At the end of a training programme, students have to pass an exam to gain a cirtificate.
The probability of passing the exam at the first attempt is 0.75
Those who fail are allowed to re-sit.
The probability of passing the re-sit is 0.6
No further attempts are allowed.
(a)(i) Create a tree diagram.
(ii)What is the probability that a student fails to gain a certificate?
(b) Three students take the exam.
What is the probability that all of them gain a certificate?
+23246 a) A tree diagram is hard to explain in words, but I'm not sufficiently computer literate to provide a drawing.
So: let the diagram start at point A.
From A, there are two paths, one is a successful path to B (with value 0.75) and the other is an unsuccessful path to C (with value 0.25).
There is no path from B because there is no need to take another test.

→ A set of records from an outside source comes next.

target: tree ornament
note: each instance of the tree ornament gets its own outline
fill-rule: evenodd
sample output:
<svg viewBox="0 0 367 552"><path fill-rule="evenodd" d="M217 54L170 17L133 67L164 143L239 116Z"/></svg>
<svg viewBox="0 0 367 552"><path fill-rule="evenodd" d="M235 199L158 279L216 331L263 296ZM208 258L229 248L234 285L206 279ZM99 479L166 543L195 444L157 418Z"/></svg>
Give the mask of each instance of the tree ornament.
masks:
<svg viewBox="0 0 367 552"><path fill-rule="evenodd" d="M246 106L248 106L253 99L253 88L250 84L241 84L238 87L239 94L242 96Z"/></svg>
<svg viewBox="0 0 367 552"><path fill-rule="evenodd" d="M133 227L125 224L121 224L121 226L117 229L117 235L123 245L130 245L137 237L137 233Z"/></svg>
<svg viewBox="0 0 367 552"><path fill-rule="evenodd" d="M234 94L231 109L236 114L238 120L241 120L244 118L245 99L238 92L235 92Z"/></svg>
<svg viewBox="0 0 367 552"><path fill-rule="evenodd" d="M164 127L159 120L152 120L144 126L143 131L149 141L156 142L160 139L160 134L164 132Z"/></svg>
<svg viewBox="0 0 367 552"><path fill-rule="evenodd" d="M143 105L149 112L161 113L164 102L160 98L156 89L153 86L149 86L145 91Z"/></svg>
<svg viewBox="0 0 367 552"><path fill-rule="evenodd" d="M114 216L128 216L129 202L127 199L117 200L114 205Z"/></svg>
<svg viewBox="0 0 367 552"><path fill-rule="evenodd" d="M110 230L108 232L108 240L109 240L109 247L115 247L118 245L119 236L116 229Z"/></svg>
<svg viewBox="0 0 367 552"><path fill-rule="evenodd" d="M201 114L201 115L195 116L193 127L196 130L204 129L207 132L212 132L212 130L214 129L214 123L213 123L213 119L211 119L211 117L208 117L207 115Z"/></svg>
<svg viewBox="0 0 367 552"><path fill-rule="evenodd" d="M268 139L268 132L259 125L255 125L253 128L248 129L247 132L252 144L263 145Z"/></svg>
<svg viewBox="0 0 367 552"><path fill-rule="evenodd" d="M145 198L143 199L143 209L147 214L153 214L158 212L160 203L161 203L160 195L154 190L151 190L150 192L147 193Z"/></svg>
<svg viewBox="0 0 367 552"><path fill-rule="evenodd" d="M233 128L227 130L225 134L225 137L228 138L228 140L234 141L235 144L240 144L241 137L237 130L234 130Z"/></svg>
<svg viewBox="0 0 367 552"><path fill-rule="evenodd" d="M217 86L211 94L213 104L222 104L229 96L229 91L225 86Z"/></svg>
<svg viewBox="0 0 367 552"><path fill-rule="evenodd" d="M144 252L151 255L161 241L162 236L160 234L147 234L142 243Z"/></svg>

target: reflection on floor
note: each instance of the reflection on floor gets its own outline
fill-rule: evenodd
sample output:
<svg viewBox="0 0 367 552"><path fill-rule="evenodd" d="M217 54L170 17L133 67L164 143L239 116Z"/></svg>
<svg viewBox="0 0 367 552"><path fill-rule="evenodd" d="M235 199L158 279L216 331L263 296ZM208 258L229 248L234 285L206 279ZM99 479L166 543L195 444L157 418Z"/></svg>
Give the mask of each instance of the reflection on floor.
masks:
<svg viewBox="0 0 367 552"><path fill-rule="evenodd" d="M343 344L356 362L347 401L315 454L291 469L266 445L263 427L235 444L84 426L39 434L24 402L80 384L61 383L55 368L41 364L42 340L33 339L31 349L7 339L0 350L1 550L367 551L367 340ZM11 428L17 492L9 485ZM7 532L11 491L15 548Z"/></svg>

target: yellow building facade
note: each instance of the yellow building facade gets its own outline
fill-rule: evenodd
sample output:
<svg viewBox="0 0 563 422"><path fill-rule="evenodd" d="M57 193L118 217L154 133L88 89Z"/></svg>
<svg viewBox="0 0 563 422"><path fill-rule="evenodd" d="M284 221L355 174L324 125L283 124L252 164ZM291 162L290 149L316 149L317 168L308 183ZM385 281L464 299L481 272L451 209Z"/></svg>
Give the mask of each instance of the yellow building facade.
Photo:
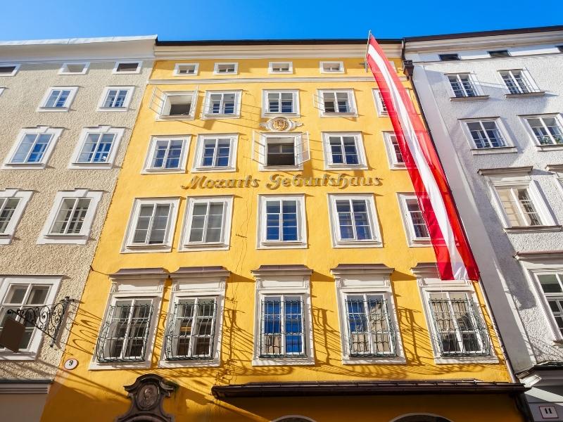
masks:
<svg viewBox="0 0 563 422"><path fill-rule="evenodd" d="M158 43L43 421L523 420L364 50Z"/></svg>

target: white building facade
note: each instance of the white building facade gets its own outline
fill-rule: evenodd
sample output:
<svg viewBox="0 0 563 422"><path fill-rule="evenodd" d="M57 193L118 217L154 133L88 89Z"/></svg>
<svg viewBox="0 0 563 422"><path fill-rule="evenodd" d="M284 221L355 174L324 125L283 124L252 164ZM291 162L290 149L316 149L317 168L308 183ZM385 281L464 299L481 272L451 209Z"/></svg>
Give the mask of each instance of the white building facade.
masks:
<svg viewBox="0 0 563 422"><path fill-rule="evenodd" d="M563 421L563 27L406 39L404 58L530 420Z"/></svg>
<svg viewBox="0 0 563 422"><path fill-rule="evenodd" d="M0 346L3 420L39 419L80 324L155 39L0 43L0 326L8 310L30 309L45 331L28 321L17 352Z"/></svg>

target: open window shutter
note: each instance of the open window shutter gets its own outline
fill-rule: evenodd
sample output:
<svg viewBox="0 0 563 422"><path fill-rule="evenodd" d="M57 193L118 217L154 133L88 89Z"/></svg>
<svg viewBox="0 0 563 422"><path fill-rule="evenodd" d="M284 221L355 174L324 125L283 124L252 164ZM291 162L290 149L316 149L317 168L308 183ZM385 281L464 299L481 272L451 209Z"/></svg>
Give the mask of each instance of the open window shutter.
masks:
<svg viewBox="0 0 563 422"><path fill-rule="evenodd" d="M301 165L311 159L311 152L309 148L309 132L296 136L295 140L295 148L297 151L296 164Z"/></svg>
<svg viewBox="0 0 563 422"><path fill-rule="evenodd" d="M266 143L262 141L262 135L256 131L252 131L252 143L251 144L251 158L262 165L266 165Z"/></svg>
<svg viewBox="0 0 563 422"><path fill-rule="evenodd" d="M158 115L162 114L164 103L166 101L166 94L163 92L158 87L153 88L153 93L151 94L151 101L148 101L148 108L152 110Z"/></svg>

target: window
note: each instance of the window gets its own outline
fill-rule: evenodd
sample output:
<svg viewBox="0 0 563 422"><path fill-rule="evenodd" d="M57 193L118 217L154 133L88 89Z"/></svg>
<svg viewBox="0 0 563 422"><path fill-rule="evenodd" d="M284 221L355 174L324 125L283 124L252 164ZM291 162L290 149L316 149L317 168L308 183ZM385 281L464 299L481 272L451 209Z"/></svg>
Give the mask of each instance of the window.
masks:
<svg viewBox="0 0 563 422"><path fill-rule="evenodd" d="M58 70L59 75L86 75L90 63L63 63Z"/></svg>
<svg viewBox="0 0 563 422"><path fill-rule="evenodd" d="M153 311L152 298L116 298L98 338L98 362L144 362Z"/></svg>
<svg viewBox="0 0 563 422"><path fill-rule="evenodd" d="M99 111L127 111L133 96L134 87L106 87L103 90Z"/></svg>
<svg viewBox="0 0 563 422"><path fill-rule="evenodd" d="M202 118L239 117L241 115L241 91L205 92Z"/></svg>
<svg viewBox="0 0 563 422"><path fill-rule="evenodd" d="M78 87L49 88L38 111L68 111L77 90Z"/></svg>
<svg viewBox="0 0 563 422"><path fill-rule="evenodd" d="M379 89L372 90L374 94L374 101L375 101L375 108L377 110L378 116L388 116L389 112L387 111L387 107L383 101L381 91Z"/></svg>
<svg viewBox="0 0 563 422"><path fill-rule="evenodd" d="M135 199L122 252L170 252L179 198Z"/></svg>
<svg viewBox="0 0 563 422"><path fill-rule="evenodd" d="M254 134L251 158L265 171L302 170L310 159L309 134Z"/></svg>
<svg viewBox="0 0 563 422"><path fill-rule="evenodd" d="M455 60L460 60L460 55L457 54L457 53L438 54L438 56L440 58L440 60L441 61L452 61Z"/></svg>
<svg viewBox="0 0 563 422"><path fill-rule="evenodd" d="M196 75L199 72L199 63L176 63L174 66L174 76L184 75Z"/></svg>
<svg viewBox="0 0 563 422"><path fill-rule="evenodd" d="M153 136L143 172L185 172L189 141L189 135Z"/></svg>
<svg viewBox="0 0 563 422"><path fill-rule="evenodd" d="M234 172L238 135L199 135L193 172Z"/></svg>
<svg viewBox="0 0 563 422"><path fill-rule="evenodd" d="M299 115L297 91L264 90L262 92L263 116L270 114Z"/></svg>
<svg viewBox="0 0 563 422"><path fill-rule="evenodd" d="M0 65L0 76L15 76L20 65Z"/></svg>
<svg viewBox="0 0 563 422"><path fill-rule="evenodd" d="M533 139L540 146L563 143L563 125L557 115L531 116L525 117Z"/></svg>
<svg viewBox="0 0 563 422"><path fill-rule="evenodd" d="M110 126L83 129L68 167L111 168L124 132L123 128Z"/></svg>
<svg viewBox="0 0 563 422"><path fill-rule="evenodd" d="M512 95L531 94L539 91L531 77L525 70L521 69L501 70L499 73Z"/></svg>
<svg viewBox="0 0 563 422"><path fill-rule="evenodd" d="M409 246L428 246L430 233L415 195L399 193L399 207L403 215Z"/></svg>
<svg viewBox="0 0 563 422"><path fill-rule="evenodd" d="M62 132L62 129L48 126L23 129L4 168L44 168Z"/></svg>
<svg viewBox="0 0 563 422"><path fill-rule="evenodd" d="M32 191L19 189L0 191L0 245L11 243L32 193Z"/></svg>
<svg viewBox="0 0 563 422"><path fill-rule="evenodd" d="M303 195L260 195L258 207L258 248L307 247Z"/></svg>
<svg viewBox="0 0 563 422"><path fill-rule="evenodd" d="M491 119L465 121L469 138L477 149L509 146L500 127L500 120Z"/></svg>
<svg viewBox="0 0 563 422"><path fill-rule="evenodd" d="M116 62L112 73L140 73L142 63L139 61Z"/></svg>
<svg viewBox="0 0 563 422"><path fill-rule="evenodd" d="M257 289L253 364L314 364L311 270L304 265L263 265L252 272Z"/></svg>
<svg viewBox="0 0 563 422"><path fill-rule="evenodd" d="M431 292L429 304L441 356L490 354L486 326L469 294Z"/></svg>
<svg viewBox="0 0 563 422"><path fill-rule="evenodd" d="M391 170L405 169L405 159L400 152L397 136L393 132L384 132L385 150L389 160L389 168Z"/></svg>
<svg viewBox="0 0 563 422"><path fill-rule="evenodd" d="M381 246L373 195L329 194L334 248Z"/></svg>
<svg viewBox="0 0 563 422"><path fill-rule="evenodd" d="M319 97L322 117L357 115L354 94L351 89L319 91Z"/></svg>
<svg viewBox="0 0 563 422"><path fill-rule="evenodd" d="M179 250L229 249L233 197L188 198Z"/></svg>
<svg viewBox="0 0 563 422"><path fill-rule="evenodd" d="M510 57L508 50L495 50L494 51L487 51L491 57Z"/></svg>
<svg viewBox="0 0 563 422"><path fill-rule="evenodd" d="M61 277L53 276L0 277L0 331L8 318L15 318L25 326L19 351L11 352L0 346L0 359L33 360L35 358L42 333L33 324L24 321L15 314L8 314L8 311L53 304L60 282Z"/></svg>
<svg viewBox="0 0 563 422"><path fill-rule="evenodd" d="M344 73L343 62L320 62L321 73Z"/></svg>
<svg viewBox="0 0 563 422"><path fill-rule="evenodd" d="M322 139L326 170L367 168L361 134L324 132Z"/></svg>
<svg viewBox="0 0 563 422"><path fill-rule="evenodd" d="M215 63L213 69L214 75L236 75L239 72L239 63Z"/></svg>
<svg viewBox="0 0 563 422"><path fill-rule="evenodd" d="M479 95L473 77L469 73L448 75L448 80L450 81L450 85L455 98L472 97Z"/></svg>
<svg viewBox="0 0 563 422"><path fill-rule="evenodd" d="M293 73L293 63L292 62L270 62L268 63L268 73Z"/></svg>
<svg viewBox="0 0 563 422"><path fill-rule="evenodd" d="M101 196L101 191L88 189L57 192L37 243L85 245Z"/></svg>

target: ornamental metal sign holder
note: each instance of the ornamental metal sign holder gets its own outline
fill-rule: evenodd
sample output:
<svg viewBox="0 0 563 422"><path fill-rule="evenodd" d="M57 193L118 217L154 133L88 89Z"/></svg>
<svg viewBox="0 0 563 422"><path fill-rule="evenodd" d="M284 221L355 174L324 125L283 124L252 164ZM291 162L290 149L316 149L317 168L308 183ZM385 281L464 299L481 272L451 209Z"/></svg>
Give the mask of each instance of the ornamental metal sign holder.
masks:
<svg viewBox="0 0 563 422"><path fill-rule="evenodd" d="M70 299L69 296L65 296L58 303L25 307L18 309L8 309L8 314L15 314L25 323L34 326L50 337L49 346L52 347L55 345L68 304L71 302L74 302L74 300ZM17 352L17 350L14 350L14 352Z"/></svg>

From point C, there are two paths, one is a successful path to D (with value 0.60) and the other is an unsuccessful path to E (with value 0.40)
There are no paths from D or E.
b) The only way for a student to fail is to go from A to C (0.25) and from C to E (0.40). To find the probability for going from A to E is 0.25 x 0.40 = 0.10.
c) Since the protability of failing is 0.10, the probability of succeeding is 0.90.
The probability of all succeeding is 0.90 x 0.90 x 0.90 = 0.729.